To address this problem, plastic compositions having improved thermally conductive properties have been developed. Neal, U.S. Pat. No. 6,362,554 discloses a method of encapsulating a high speed spindle motor that includes a core and a stator having multiple conductors. These conductors create magnetic fields as they conduct electrical current. A thermally-conductive body encapsulates the stator. The '554 Patent discloses that a thermally-conductive, but non-electrically-conductive, plastic composition including ceramic filler particles can be used to form the encapsulating body. According to the '554 Patent, a preferred form of plastic is polyphenyl sulfide, and the amount of glass, “Kevlar”, carbon or other fibers in the material can be varied. The '554 Patent also discloses that the amount of ceramic material in the material can be varied.
Although such thermally-conductive, plastic compositions can be somewhat effective in transferring heat away from the motor assembly, there is a need for an improved composition that can help with motor balancing problems. This problem can occur in high speed motors having a rotor and stator assembly. The stator includes a magnetically-inducible core having poles extending therefrom. Copper wire windings are wound around the poles and serve as conductors. The copper wire windings create magnetic fields in the core as the windings conduct electrical current. The motor further includes a rotor shaft which is connected to a hub and surrounded by bearings. The magnetic field interacts with the rotor shaft and hub causing these pieces to rotate.
One problem with the winding of the copper wire around the poles is that the winding pattern can be non-uniform and this leads to balancing problems. The non-uniform winding problem is particularly pronounced in the outermost wraps (traverses) of the wound wire. This uneven distribution of the windings can cause vibrations as the shaft and hub rotate. As a result, manufacturers often add or remove material to balance the motor assembly and dampen the vibration. This time-consuming machining method of balancing the assembly can be costly.

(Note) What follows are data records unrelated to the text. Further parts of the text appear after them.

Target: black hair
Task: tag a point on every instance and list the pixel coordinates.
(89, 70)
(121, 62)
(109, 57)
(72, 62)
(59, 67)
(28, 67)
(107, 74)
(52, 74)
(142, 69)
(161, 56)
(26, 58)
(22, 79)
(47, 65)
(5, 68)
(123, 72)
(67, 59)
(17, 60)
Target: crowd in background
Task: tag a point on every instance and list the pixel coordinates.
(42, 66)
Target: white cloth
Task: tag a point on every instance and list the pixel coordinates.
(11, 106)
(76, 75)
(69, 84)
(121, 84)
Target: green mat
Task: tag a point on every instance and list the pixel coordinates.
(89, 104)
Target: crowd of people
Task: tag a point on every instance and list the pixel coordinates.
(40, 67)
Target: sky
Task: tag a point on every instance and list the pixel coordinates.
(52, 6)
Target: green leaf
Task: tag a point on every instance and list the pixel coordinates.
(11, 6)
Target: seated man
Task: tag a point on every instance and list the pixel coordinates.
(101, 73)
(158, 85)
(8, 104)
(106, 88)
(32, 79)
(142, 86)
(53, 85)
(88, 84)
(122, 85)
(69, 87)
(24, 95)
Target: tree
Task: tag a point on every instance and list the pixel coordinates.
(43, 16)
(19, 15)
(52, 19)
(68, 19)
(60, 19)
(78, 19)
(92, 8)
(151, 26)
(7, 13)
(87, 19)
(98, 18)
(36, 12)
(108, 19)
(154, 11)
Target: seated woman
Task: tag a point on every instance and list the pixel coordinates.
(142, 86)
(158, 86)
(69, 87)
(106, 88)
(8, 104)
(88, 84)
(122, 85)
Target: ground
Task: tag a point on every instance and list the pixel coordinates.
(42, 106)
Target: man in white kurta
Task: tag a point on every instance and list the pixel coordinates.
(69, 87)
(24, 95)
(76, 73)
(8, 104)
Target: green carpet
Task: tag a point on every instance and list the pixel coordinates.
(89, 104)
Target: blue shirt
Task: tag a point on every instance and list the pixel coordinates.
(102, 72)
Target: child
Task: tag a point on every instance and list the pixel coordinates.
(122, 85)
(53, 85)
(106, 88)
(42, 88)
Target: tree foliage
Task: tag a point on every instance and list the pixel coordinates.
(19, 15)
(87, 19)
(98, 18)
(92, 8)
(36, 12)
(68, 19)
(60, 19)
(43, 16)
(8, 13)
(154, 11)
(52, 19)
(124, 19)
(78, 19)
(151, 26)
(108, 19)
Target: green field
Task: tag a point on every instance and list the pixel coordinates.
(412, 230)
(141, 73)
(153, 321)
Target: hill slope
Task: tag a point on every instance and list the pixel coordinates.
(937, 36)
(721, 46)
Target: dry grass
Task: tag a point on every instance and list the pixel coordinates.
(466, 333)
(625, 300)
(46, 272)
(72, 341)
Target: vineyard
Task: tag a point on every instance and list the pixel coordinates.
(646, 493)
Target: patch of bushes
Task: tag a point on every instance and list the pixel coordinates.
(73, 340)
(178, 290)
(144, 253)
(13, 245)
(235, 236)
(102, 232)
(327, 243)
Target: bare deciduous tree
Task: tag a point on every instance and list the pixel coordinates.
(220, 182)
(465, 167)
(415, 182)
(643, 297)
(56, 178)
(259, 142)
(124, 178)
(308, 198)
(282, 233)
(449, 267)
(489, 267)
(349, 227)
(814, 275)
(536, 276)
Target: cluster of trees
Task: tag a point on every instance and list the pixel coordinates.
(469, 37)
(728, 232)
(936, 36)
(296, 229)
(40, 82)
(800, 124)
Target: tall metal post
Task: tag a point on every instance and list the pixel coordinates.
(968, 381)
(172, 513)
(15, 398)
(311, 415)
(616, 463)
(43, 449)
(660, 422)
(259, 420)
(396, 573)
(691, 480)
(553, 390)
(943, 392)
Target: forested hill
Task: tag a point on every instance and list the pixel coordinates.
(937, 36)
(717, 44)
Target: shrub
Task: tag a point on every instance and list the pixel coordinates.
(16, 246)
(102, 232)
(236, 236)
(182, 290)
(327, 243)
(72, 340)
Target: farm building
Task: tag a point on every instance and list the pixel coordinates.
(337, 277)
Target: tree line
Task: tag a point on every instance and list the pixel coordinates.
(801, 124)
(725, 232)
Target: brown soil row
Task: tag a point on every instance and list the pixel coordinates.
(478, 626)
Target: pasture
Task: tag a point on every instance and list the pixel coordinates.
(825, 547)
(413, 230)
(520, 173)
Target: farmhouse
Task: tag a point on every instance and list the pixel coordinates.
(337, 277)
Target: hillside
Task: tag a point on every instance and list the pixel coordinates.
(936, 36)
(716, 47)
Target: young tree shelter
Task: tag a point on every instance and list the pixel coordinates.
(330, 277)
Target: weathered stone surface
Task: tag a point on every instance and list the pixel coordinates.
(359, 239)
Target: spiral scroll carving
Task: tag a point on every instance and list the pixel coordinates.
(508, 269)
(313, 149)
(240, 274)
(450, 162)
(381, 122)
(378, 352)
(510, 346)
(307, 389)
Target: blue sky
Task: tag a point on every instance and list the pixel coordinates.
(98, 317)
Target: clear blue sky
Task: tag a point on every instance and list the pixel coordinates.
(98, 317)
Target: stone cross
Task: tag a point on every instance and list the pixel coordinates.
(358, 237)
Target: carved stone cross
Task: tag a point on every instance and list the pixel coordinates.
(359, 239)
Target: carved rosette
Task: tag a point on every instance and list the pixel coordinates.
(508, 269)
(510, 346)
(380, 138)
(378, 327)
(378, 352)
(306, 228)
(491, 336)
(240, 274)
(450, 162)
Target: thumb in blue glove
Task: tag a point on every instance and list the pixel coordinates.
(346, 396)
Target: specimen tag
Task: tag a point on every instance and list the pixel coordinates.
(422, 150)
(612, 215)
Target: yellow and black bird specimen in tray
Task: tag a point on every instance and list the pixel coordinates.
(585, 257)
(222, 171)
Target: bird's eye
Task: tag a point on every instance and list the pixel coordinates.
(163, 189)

It would be desirable to have a thermally-conductive, plastic composition that could be used to encapsulate the stator assembly uniformly so that these machining and balancing steps could be eliminated. The composition should have good heat-conduction properties so that it can dissipate heat from the motor assembly quickly and efficiently. The composition should also be relatively dense and capable of uniformly encapsulating and balancing the motor.
The present invention provides such a thermally-conductive, plastic composition. These and other objects, features, and advantages of this invention are evident from the following description and attached figures.